Прямо не фотоколлеция, а мясокомбинат какой-то.
— Ну что? Пожимаю плечами.
— У вас свои вкусы, у меня свои. Я предпочел бы «Плейбой».
— Нам нет необходимости убивать вас. Гораздо выгоднее держать вас на крючке.
— Сорваться могу…
— Вряд ли. Лески у нас прочные, ловцы опытные. Наливаю хрустальный стакан коньяку. Выпиваю залпом. Следом — еще один.
Мужчина смотрит на меня, чуть склонив голову. С презрением. По его версии — я сломался и вот-вот решусь. На откровенность. А потом — он прикажет меня пришить. С чувством хорошо выполненной работы. И глубокого удовлетворения.
— Прекратите наливаться… Лучше вспоминайте. Вслух.
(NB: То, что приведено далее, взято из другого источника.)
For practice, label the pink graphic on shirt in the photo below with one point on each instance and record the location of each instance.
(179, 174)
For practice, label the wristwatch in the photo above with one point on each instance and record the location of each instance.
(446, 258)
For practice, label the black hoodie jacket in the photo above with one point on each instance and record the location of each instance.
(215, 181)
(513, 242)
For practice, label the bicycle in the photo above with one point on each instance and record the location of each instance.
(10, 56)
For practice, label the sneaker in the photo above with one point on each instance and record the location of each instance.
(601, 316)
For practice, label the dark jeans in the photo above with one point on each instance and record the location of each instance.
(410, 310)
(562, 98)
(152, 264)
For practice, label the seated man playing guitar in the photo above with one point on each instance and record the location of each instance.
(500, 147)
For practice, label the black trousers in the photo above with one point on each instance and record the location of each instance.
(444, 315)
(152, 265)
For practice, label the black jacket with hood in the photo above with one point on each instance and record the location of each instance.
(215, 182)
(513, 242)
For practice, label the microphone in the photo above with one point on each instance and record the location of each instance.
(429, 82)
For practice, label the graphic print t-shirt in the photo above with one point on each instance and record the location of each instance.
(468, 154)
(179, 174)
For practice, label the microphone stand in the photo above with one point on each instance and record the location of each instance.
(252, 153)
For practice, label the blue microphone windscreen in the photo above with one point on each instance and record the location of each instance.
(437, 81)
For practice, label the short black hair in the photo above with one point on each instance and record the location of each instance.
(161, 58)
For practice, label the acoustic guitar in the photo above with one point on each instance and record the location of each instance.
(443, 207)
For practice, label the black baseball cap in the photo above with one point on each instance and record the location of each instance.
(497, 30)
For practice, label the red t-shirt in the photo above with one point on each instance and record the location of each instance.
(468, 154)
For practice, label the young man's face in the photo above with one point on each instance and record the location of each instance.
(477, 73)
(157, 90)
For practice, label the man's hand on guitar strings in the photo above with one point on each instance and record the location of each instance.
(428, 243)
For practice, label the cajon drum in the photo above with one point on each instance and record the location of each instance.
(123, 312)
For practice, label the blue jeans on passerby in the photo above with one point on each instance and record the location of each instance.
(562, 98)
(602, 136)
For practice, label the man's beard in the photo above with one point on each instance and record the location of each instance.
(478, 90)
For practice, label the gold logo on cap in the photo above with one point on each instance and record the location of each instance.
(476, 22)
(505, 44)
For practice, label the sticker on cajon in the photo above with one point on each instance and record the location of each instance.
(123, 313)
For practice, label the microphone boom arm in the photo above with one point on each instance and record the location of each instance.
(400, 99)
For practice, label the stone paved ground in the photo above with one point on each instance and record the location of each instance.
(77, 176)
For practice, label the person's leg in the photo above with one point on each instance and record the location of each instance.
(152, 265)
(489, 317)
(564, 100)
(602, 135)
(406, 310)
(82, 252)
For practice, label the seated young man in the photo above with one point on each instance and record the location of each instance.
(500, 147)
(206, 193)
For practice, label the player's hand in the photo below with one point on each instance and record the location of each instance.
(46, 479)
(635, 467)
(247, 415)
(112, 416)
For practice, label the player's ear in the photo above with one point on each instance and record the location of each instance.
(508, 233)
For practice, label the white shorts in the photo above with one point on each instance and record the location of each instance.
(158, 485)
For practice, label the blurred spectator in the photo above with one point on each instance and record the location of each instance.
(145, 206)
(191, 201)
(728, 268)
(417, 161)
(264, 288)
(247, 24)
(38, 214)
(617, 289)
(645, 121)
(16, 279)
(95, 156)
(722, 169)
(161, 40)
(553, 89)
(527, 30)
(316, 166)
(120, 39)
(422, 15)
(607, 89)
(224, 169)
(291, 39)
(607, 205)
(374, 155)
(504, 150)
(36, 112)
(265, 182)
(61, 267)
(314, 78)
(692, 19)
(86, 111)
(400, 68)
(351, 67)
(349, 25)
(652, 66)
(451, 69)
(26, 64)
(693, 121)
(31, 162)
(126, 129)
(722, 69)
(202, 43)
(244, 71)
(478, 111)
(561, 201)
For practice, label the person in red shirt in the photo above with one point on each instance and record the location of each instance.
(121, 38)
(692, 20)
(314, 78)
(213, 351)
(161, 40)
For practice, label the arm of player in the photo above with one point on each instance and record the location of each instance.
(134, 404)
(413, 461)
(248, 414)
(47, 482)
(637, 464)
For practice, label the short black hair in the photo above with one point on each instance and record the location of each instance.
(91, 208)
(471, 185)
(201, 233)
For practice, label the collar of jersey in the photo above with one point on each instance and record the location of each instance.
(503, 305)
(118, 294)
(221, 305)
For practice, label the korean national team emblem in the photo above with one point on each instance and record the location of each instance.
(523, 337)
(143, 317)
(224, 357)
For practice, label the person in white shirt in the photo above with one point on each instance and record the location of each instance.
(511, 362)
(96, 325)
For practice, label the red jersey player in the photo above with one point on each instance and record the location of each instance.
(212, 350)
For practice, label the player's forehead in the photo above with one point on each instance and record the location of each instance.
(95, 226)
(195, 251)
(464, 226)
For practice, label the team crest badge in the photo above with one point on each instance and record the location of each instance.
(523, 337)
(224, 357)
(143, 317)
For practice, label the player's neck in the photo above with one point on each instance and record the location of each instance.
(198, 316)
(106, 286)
— Ребята. — Голос у меня чуть хриплый, язык ворочается медленнее — то, что нужно. — Если я такой важный, что ж вы меня в такую бодягу подставили… Ведь живой остался, ей-богу, чудом… — Похоже, мне даже удалось хлюпнуть носом и влажно заблестеть глазами от жалости к себе…
— Вышла недоработка. Мы передали ваши данные в центр, они что-то не очень оперативно сработали… Мы получили ответ, когда вас уже ввели в здешнюю операцию. Накладки случаются везде.
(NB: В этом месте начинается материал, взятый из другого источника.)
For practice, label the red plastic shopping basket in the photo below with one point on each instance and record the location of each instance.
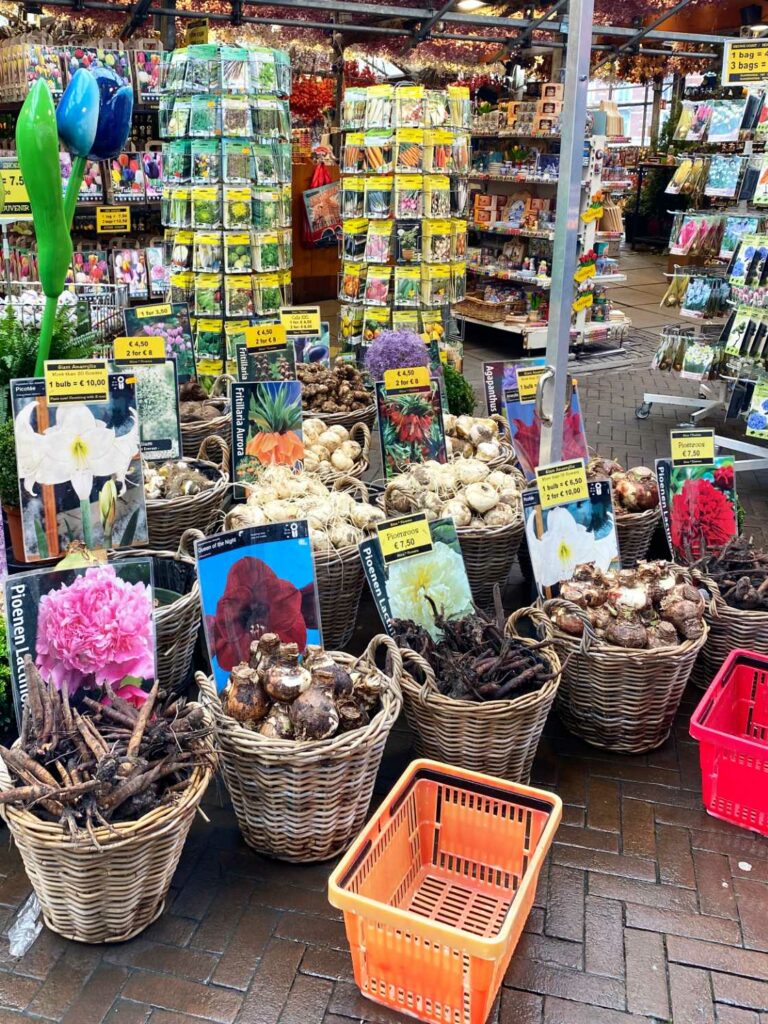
(731, 725)
(436, 889)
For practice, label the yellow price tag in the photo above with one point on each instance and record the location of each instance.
(113, 219)
(407, 536)
(406, 377)
(77, 380)
(561, 482)
(265, 336)
(142, 348)
(692, 448)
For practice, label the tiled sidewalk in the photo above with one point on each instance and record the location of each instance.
(647, 910)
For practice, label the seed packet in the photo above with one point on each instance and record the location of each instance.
(254, 581)
(408, 197)
(436, 196)
(239, 164)
(206, 161)
(353, 109)
(238, 209)
(379, 103)
(239, 295)
(378, 282)
(208, 295)
(378, 201)
(206, 208)
(207, 255)
(129, 267)
(82, 478)
(157, 271)
(408, 235)
(39, 602)
(587, 526)
(411, 426)
(408, 286)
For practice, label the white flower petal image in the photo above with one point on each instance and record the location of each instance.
(564, 545)
(439, 573)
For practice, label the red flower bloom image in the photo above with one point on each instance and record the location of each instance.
(255, 601)
(701, 519)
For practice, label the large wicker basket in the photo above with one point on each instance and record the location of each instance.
(729, 629)
(499, 737)
(615, 697)
(194, 432)
(177, 624)
(112, 892)
(167, 518)
(304, 801)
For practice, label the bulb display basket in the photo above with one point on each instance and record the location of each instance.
(616, 697)
(168, 518)
(305, 801)
(500, 737)
(112, 892)
(431, 926)
(731, 726)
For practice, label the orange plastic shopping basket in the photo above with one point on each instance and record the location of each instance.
(436, 889)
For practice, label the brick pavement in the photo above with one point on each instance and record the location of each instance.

— Ну да, и на солнце пятна…
Наливаю еще стакан. Из другой бутылки.
— Прекратите!
— Я чуточку… Половиночку…
Итак, дружок, ты должен поверить, что сломал меня. Должен. Я чувствую, как лицо покраснело от спиртного, кровь пульсирует в висках… Нужен еще один ход.
Верный. Беспроигрышный. Что для него?
Поднимаю голову. Тяжело.
— Сколько вы мне заплатите? Если я вспомню?
— Вы блефуете, Дрон. Вы ведь достаточно равнодушны к деньгам.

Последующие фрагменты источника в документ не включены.